He was also building a broader argument that the nation needs to shift away from the focus on shrinking the government that has dominated politics for the past several years and towards an agenda aimed at tackling persistent inequality and the dislocating forces of a globalised, technology-driven economy.
At the same time, Obama explicitly recognised the political and policy limitations of his stance after four years of budget deficits in excess of US$1 trillion and broad public unease about saddling future generations with a crippling debt burden. There was no new stimulus plan, no mission to Mars, no ambitious plan to address the hangover from the housing market crash.
"Let me repeat, nothing I'm proposing tonight should increase our deficit by a single dime. It's not a bigger government we need, but a smarter government that sets priorities and invests in broad-based growth."
In the Republican response, Senator Marco Rubio of Florida referred to "the president's plan to grow our government".
He said the "free enterprise economy" will create jobs and, not as Obama has suggested, the collection and spending of new revenue. "The idea more taxes and more government spending is the best way to help hardworking middle-class taxpayers -that's an old idea that's failed every time it's been tried," he said. "More government isn't going to help you get ahead. It's going to hold you back. More government isn't going to create more opportunities. It's going to limit them."
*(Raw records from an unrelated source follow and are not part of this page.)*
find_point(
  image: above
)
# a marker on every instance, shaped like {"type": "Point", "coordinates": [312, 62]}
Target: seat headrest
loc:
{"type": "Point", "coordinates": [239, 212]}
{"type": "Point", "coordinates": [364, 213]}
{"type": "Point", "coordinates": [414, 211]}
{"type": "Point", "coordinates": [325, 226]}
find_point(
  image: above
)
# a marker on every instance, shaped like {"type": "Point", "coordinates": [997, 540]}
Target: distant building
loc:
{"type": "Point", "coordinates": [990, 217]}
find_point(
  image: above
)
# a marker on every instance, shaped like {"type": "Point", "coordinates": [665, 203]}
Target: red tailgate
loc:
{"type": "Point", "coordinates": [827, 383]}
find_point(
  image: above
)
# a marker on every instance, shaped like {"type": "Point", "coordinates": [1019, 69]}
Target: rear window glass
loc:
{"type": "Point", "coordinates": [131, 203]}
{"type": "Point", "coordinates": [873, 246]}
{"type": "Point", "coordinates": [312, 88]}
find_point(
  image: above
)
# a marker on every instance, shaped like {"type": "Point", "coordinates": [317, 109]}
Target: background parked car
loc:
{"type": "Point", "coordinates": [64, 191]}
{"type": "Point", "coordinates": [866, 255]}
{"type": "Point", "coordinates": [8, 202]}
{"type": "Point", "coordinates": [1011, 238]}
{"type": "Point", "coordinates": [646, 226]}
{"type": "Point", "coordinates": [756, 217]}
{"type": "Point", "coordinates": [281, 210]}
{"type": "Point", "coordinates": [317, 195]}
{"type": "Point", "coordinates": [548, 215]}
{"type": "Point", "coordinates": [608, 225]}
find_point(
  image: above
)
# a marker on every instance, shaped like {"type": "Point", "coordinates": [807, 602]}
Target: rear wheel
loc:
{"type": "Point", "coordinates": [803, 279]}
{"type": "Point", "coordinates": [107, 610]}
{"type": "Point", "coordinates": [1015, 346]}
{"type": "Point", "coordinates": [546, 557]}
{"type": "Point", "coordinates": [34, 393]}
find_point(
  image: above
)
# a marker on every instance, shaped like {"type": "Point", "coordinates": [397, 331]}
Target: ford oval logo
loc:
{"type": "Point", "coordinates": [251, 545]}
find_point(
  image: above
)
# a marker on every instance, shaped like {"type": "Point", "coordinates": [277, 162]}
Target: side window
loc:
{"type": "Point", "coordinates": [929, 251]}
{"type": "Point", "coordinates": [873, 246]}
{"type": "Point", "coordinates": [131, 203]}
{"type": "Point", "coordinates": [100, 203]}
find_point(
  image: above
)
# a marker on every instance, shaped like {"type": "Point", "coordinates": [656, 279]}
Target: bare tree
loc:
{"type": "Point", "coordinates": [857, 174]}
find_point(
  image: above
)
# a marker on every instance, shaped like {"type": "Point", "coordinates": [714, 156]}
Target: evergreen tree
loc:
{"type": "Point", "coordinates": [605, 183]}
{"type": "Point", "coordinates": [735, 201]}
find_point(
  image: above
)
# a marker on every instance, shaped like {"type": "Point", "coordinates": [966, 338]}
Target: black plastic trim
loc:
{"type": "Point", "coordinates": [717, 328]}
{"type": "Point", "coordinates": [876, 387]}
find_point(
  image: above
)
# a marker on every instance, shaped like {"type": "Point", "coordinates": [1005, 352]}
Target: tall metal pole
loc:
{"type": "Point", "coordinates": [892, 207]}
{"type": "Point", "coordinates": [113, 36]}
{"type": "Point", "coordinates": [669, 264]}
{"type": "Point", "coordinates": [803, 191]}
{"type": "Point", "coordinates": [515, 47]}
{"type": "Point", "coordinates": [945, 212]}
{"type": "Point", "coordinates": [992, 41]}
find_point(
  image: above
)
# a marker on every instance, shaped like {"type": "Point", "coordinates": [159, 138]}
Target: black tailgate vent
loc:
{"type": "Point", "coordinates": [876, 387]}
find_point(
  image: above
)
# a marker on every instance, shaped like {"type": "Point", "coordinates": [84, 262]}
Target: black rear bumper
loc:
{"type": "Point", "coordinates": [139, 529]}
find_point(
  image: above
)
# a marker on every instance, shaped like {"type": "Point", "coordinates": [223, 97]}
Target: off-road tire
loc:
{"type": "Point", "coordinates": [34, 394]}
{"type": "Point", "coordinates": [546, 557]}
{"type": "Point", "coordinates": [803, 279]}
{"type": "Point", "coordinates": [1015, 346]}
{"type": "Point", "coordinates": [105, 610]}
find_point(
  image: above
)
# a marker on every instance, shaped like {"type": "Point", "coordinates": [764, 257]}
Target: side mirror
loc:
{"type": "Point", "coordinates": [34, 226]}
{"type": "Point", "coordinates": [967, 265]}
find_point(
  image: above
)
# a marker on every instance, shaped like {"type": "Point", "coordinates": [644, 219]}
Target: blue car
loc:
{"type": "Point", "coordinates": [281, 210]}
By filling in the details of the framework he set out last month in his second inaugural address, Obama made clear that after his re-election in November, he did not intend to allow a Republican drive for spending cuts to define his second term.
And in laying out his agenda, he continued trying to define a 21st century version of liberalism that could outlast his time in office and do for Democrats what Reagan did for Republicans.
Taxes: The American people deserve a tax code that helps small businesses spend less time filling out complicated forms, and more time expanding and hiring; a tax code that ensures billionaires with high-powered accountants can't pay a lower rate than their hard-working secretaries; a tax code that lowers incentives to move jobs overseas, and lowers tax rates for businesses and manufacturers that create jobs right here in America.
Climate change: If Congress won't act soon to protect future generations ... I will direct my cabinet to come up with executive actions we can take, now and in the future.
Minimum wage: Tonight, let's declare that in the wealthiest nation on Earth, no one who works full-time should have to live in poverty, and raise the federal minimum wage to US$9 an hour.
Gun control: I know this is not the first time this country has debated how to reduce gun violence. But this time is different. Overwhelming majorities of Americans - Americans who believe in the second amendment - have come together around common sense reform, like background checks that will make it harder for criminals to get their hands on a gun ... Each of these proposals deserves a vote in Congress.